# What justifies using tensor product of matrices for parallel gates when applying them to an entangled state?

In my university we defined tensor product of two matrices $$A$$, $$B$$ as a matrix $$A \otimes B$$ such that for any vectors $$\left| \phi \right>$$, $$\left| \psi \right>$$ the following is satisfied: $$\displaystyle (A \otimes B) (\left| \phi \right> \otimes \left| \psi \right>) = (A \left| \phi \right>) \otimes (B \left| \psi \right>).$$ Imagine we have 2 qubits and we want to apply to them some gates in parallel f.e. Hadamard $$H$$ to $$q_0$$ and $$X$$ to $$q_1$$ as in image below.

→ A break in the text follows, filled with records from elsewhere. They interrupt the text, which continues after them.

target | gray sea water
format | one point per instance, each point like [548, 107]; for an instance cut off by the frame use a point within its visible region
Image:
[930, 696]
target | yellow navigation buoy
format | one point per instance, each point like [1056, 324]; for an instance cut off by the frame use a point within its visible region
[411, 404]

I was told that in order to obtain a single 4 by 4 matrix, which applies both of these gates in parallel to a 2 qubit state vector, I have to take a tensor product $$H \otimes X$$. In the case when the input is in separable state and I can write it as a product of two states of single qubits, it is clear for me that the above definition of the tensor product justifies this. In our example if the state on the input is $$\left| q_0 \right> \otimes \left| q_1 \right>$$, we can write

$$\displaystyle (H \otimes X) (\left| q_0 \right> \otimes \left| q_1 \right>) = (H \left| q_0 \right>) \otimes (X \left| q_1 \right>),$$ so multiplying by $$H \otimes X$$ is as though we were applying each of those gates to the single corresponding qubit - $$H$$ to $$\left | q_0 \right>$$ and $$X$$ to $$\left | q_1 \right>$$.

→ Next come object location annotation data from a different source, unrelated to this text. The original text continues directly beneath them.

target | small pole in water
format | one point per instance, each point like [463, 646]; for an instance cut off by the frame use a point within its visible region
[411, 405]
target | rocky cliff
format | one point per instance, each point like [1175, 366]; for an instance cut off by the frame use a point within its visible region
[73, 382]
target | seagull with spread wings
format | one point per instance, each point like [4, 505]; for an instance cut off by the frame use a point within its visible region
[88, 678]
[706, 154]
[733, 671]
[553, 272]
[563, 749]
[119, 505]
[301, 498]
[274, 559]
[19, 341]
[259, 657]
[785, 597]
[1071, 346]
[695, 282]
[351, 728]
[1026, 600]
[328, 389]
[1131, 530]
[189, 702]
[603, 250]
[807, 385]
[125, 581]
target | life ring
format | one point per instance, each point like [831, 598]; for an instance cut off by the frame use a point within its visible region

The question: Why is taking tensor product of gate matrices in order to produce appropriate matrix for parallel gates still justified when the input is in entangled state? Because we cannot write a state as a product of single qubit states, the defining property of the tensor product doesn't tell us why the product matrix is the correct one for operations in parallel.

To sum up:

1. Input is a separable state - the use of the tensor product is undeniably correct, because of its defining property

2. Input is an entangled state - why the same tensor product of matrices works for parallel gates? Does it have some meaning or is it just an extrapolation?

It really follows from the bi-linearity and universal property of the tensor products.

Until you learn more about the general construction of tensor products of modules, just remember that even an entangled state can be written as a sum of product states. $$A \otimes B$$ acts separately on each of those product states.

Say, $$(A \otimes B)(\frac{1}{\sqrt 2}|00\rangle + \frac{1}{\sqrt 2}|11\rangle) = \frac{1}{\sqrt 2}(A \otimes B)|00\rangle + \frac{1}{\sqrt 2}(A \otimes B)|11\rangle$$.

This material is probably covered even in chapter 2 of Nielsen and Chuang.

Those curious about the math can check this answer by Arturo Magidin.

One way to see it is that an arbitrary (pure) bipartite state is represented as a vector $$|\psi\rangle=\sum_{ij} c_{ij} |i,j\rangle$$, where $$|i,j\rangle\equiv |i\rangle\otimes |j\rangle$$. One can intuitively understand the two indices as corresponding to the two different "parties" involved. The states $$|i\rangle$$ form a basis of possible outcomes for the first system, and $$|j\rangle$$ do for the second one.

Imagine you want to describe a situation where the two systems, call them $$A$$ and $$B$$, are evolved independently from one another. If the input is a product state $$|i,j\rangle$$ then this means that we get at the output $$(U_A|i\rangle)\otimes(U_B|j\rangle)\equiv (U_A\otimes U_B)|i,j\rangle$$. This characterises the action of the gate on a complete input basis (because $$\{|i,j\rangle\}_{ij}$$ is an orthonormal basis for $$H_A\otimes H_B$$), and thus the overall gate is just $$U_A\otimes U_B$$.